Lunes de la V semana del Tiempo ordinario
«Para cosas más grandes has nacido». (Ven. Madre Luisita)
LUNES 7 DE FEBRERO Mc 6,51-56 «En todas las aldeas, ciudades o campos en los que entraba, ponían a los enfermos en las plazas y le rogaban que les dejara tocar sólo la punta de su manto y todos los que la tocaban quedaban curados.»
Como cristianos católicos bautizados, estamos llamados a curar a través del sacerdocio común de los fieles.
Tomemos un momento y revisemos la diferencia entre el Sacerdocio Común de los fieles y el Sacerdocio Ministerial del sacerdote. Con el Sacramento del Orden el sacerdote sufre una transformación ontológica (un cambio en su propio ser) y recibe un carácter sacerdotal indeleble en su alma. Nosotros tenemos dos marcas indelebles en nuestra alma desde el Bautismo y la Confirmación.
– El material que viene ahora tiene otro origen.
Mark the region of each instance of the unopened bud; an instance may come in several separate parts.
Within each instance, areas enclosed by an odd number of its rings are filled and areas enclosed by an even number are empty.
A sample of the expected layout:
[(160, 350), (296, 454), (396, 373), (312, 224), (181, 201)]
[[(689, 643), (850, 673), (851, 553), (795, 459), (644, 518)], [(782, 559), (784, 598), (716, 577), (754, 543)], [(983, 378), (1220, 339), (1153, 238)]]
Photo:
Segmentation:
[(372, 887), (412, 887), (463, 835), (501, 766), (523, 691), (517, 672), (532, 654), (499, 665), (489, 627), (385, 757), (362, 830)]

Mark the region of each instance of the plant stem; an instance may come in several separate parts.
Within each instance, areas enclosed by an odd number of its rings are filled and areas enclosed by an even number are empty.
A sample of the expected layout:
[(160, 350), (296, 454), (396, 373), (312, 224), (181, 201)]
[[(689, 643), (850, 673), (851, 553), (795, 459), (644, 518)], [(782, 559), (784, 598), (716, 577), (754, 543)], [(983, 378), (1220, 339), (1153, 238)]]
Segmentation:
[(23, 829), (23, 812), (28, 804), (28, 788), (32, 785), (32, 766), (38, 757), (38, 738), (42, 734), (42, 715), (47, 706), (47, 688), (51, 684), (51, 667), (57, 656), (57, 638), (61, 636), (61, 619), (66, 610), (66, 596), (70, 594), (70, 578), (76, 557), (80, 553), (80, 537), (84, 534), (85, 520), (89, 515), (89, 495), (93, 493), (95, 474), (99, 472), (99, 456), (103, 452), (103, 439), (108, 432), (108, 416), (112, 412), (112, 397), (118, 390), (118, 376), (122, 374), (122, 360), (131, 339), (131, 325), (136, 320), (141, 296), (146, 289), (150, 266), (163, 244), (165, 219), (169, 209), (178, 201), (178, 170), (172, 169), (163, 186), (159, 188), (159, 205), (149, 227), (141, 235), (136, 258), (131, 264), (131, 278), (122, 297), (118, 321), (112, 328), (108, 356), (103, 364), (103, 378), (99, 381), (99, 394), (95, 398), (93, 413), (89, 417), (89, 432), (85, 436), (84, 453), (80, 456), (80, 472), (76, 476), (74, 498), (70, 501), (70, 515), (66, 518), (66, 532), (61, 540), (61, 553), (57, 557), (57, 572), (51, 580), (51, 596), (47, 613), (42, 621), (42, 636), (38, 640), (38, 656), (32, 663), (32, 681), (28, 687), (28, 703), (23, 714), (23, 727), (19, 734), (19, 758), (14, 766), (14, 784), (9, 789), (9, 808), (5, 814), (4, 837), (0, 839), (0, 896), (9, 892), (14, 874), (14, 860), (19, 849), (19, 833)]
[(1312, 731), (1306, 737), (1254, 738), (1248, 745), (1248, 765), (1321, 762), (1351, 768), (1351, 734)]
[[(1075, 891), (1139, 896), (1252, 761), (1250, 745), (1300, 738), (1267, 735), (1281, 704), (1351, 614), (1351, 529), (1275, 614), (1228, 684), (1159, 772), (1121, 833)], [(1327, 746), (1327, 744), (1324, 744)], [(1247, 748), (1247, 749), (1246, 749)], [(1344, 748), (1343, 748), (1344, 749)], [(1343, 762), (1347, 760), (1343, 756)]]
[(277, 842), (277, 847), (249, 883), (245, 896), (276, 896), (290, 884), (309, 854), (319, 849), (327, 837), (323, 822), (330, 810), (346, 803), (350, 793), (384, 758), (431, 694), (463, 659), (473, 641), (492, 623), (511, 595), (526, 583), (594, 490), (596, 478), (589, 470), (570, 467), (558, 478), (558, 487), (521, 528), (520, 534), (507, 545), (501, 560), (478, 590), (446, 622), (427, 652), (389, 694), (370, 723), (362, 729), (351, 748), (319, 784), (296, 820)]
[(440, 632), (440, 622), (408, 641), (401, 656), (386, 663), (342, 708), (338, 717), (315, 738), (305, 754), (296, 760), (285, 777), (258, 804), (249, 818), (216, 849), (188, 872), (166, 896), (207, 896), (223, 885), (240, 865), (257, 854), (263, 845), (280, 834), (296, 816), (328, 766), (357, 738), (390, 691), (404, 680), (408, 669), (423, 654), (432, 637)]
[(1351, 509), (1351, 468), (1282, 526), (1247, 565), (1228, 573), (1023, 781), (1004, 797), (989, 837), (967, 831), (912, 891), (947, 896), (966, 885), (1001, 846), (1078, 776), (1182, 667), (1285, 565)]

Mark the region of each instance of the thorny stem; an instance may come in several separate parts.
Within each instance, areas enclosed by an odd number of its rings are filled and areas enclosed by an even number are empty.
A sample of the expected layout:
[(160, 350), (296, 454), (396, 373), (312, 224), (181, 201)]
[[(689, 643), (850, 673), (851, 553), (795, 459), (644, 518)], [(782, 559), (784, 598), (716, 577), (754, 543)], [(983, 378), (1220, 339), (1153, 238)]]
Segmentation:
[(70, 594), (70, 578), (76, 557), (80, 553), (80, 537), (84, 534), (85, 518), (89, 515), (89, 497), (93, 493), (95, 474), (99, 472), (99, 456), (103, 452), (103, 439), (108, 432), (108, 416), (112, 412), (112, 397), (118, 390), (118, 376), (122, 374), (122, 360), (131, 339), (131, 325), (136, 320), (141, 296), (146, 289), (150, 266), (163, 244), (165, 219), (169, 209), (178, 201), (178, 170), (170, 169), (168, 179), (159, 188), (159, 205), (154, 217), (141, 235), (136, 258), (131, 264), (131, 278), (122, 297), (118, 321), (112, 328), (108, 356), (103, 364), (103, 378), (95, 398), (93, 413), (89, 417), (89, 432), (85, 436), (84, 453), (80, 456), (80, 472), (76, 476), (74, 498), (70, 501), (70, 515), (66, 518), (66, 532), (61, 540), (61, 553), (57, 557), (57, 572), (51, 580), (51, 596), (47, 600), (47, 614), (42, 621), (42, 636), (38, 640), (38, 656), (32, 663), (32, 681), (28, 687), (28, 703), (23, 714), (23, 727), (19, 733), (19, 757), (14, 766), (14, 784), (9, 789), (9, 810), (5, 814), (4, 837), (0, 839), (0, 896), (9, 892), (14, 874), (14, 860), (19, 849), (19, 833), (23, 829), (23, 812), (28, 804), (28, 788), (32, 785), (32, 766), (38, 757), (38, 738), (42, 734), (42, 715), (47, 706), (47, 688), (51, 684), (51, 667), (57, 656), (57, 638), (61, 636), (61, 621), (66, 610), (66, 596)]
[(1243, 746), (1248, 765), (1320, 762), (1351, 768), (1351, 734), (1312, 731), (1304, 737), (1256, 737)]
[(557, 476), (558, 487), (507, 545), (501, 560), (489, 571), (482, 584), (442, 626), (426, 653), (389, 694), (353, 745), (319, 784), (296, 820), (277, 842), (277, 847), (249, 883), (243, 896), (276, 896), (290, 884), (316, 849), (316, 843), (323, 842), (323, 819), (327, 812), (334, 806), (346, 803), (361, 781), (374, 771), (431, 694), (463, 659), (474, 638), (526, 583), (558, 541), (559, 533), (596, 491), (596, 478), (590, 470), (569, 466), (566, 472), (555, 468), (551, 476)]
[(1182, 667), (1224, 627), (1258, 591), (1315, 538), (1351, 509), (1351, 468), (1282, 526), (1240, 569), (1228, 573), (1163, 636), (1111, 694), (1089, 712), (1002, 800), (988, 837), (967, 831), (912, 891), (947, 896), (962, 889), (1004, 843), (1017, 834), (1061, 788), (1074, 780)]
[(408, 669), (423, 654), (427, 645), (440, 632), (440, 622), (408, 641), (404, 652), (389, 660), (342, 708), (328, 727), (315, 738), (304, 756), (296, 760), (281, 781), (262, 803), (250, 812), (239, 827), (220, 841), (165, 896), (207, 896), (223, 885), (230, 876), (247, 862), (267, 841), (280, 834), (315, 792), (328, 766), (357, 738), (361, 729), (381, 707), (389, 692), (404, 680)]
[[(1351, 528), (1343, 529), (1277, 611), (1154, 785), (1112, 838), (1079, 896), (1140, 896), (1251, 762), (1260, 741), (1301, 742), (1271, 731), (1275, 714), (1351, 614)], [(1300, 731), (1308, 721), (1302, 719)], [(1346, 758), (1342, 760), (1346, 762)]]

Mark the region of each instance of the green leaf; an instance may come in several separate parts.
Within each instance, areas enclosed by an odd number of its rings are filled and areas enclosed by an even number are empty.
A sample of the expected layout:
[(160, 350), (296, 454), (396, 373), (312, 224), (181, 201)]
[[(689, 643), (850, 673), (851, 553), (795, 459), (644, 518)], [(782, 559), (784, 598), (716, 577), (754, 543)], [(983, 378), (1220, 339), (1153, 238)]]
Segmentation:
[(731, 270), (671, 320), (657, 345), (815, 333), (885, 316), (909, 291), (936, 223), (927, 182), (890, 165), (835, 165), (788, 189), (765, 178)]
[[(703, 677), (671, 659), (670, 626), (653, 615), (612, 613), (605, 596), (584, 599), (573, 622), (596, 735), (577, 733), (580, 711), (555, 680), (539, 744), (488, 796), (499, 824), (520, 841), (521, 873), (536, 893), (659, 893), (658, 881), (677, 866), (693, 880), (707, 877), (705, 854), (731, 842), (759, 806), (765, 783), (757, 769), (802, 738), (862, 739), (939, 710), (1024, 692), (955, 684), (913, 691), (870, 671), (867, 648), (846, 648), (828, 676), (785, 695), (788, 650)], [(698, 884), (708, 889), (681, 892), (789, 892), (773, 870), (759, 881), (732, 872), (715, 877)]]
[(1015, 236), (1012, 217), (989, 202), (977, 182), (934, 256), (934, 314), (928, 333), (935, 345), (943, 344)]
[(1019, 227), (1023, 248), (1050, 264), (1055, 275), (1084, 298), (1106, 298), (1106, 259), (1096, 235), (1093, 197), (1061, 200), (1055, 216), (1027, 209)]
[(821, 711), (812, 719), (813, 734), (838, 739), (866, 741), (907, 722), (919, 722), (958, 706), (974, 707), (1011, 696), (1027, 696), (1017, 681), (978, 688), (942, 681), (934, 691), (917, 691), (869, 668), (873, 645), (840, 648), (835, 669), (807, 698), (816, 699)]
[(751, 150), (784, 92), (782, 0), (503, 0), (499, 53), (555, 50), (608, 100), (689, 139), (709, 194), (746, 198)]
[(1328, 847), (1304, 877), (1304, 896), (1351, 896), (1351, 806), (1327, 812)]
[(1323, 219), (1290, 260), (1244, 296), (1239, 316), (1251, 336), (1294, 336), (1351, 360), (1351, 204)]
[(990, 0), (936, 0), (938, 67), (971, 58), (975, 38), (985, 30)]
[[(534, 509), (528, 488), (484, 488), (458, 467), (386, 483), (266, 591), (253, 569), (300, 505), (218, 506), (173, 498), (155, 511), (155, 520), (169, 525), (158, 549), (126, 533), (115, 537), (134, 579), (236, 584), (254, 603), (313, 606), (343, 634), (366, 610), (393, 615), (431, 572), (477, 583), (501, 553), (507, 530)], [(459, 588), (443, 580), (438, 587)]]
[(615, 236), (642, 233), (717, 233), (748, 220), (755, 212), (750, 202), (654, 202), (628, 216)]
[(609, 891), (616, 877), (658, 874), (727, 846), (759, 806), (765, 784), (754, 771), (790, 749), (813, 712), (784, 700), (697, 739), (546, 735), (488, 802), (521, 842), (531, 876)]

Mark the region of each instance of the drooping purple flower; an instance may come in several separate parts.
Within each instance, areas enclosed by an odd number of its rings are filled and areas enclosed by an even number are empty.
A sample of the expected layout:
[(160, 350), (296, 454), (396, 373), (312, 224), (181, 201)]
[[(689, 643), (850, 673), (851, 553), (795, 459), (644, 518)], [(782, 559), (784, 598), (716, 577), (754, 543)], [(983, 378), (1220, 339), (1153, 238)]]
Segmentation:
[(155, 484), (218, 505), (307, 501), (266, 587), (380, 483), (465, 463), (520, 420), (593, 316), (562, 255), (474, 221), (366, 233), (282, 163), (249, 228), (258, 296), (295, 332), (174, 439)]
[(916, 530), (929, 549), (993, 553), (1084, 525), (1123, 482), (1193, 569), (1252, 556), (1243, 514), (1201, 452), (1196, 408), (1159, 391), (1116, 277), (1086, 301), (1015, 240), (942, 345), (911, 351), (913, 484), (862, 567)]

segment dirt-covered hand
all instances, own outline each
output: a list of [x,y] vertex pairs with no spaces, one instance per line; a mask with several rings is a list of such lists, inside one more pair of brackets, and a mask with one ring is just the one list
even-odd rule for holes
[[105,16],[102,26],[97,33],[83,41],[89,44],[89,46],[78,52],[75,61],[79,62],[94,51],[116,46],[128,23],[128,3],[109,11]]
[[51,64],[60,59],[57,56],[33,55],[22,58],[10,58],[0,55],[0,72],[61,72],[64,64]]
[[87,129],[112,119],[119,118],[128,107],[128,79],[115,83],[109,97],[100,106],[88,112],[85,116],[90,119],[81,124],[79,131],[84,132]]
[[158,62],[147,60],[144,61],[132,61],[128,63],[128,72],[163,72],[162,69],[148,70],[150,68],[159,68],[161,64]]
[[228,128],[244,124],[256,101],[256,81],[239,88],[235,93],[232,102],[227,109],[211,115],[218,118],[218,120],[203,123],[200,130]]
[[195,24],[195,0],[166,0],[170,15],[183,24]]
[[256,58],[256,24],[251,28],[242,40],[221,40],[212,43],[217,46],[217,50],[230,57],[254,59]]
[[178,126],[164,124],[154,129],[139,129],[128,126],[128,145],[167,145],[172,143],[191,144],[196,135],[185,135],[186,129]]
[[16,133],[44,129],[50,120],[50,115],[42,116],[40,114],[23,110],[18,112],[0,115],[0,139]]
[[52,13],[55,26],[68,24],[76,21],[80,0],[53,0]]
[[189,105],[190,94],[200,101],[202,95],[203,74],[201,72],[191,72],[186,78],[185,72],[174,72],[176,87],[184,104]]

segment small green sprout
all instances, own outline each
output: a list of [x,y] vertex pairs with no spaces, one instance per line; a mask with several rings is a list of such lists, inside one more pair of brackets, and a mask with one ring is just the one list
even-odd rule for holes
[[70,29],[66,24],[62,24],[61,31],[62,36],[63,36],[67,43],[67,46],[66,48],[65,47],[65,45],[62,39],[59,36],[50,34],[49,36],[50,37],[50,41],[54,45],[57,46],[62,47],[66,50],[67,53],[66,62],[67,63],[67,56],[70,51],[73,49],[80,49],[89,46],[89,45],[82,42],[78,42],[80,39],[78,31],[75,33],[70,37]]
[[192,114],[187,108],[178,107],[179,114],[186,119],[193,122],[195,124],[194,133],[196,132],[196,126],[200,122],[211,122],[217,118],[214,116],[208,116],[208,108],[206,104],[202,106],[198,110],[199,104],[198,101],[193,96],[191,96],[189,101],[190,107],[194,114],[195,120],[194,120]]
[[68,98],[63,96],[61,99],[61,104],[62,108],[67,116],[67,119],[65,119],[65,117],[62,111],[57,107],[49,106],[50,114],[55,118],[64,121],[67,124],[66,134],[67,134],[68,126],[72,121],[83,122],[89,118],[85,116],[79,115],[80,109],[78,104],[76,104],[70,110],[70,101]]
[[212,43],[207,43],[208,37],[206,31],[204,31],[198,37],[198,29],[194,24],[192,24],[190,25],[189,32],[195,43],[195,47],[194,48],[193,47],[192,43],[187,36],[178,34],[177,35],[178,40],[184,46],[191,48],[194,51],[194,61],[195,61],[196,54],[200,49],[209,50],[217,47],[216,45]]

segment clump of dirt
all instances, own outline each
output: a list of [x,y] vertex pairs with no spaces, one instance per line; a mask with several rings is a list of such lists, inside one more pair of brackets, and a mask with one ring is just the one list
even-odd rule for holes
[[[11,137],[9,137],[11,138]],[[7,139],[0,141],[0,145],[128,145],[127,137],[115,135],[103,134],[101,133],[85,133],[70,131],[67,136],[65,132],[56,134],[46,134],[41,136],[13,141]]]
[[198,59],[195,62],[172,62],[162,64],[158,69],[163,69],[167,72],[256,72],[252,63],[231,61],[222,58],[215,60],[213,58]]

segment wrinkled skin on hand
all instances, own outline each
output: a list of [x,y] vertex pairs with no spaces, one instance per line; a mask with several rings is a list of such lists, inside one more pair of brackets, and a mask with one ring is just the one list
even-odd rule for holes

El sacerdote tiene tres marcas indelebles en su alma desde el Bautismo, la Confirmación y la Ordenación u Órdenes Sagradas.
Dicho esto, nos corresponde vivir al máximo el sacerdocio común de los fieles que fluye del Sacramento del Bautismo, siendo una de esas funciones la de curar. Como tales, somos embajadores de Cristo, otros Cristos, si se quiere. Y para algunos, podemos ser el único «Cristo» que encontrarán.
Hoy el P. Ed nos muestra una forma de curar, y es a través del uso de nuestra palabra. Nuestras palabras pueden construir o derribar. Utilicemos esta meditación como un examen de conciencia.
CONSTRUIR CON LAS PALABRAS por el P. Ed Broom, OMV
Todos podemos recordar haber sido heridos por alguien que habló sin pensar y picó nuestro corazón, dejando un mal recuerdo duradero. También, todos recordamos haber abierto la boca sin suficiente reflexión y haber herido a nuestro hermano, hermana o amigo. Inmediatamente después de que la palabra salió de nuestra boca, quisimos volver a pescarla, pero no, ¡demasiado tarde! Una vez pronunciada la palabra, no se puede «silenciar», anular o posponer su llegada al oído y al corazón del oyente.
Jesús habla muy claramente de nuestras palabras: «Toda palabra que sale de la boca será sometida a juicio». (Mt 12,36) Santiago dedica casi un capítulo entero (capítulo 3) a los pecados de la lengua. En resumen, el Apóstol subraya la importancia de aprender el arte de la palabra, recordándonos que debemos ser lentos para hablar y rápidos para escuchar. Nos recuerda que el hombre puede controlar casi todo tipo de animales, pero no la lengua. Además, dice que la misma lengua que se utiliza para alabar a Dios acaba maldiciendo al prójimo. Esto no esta bien.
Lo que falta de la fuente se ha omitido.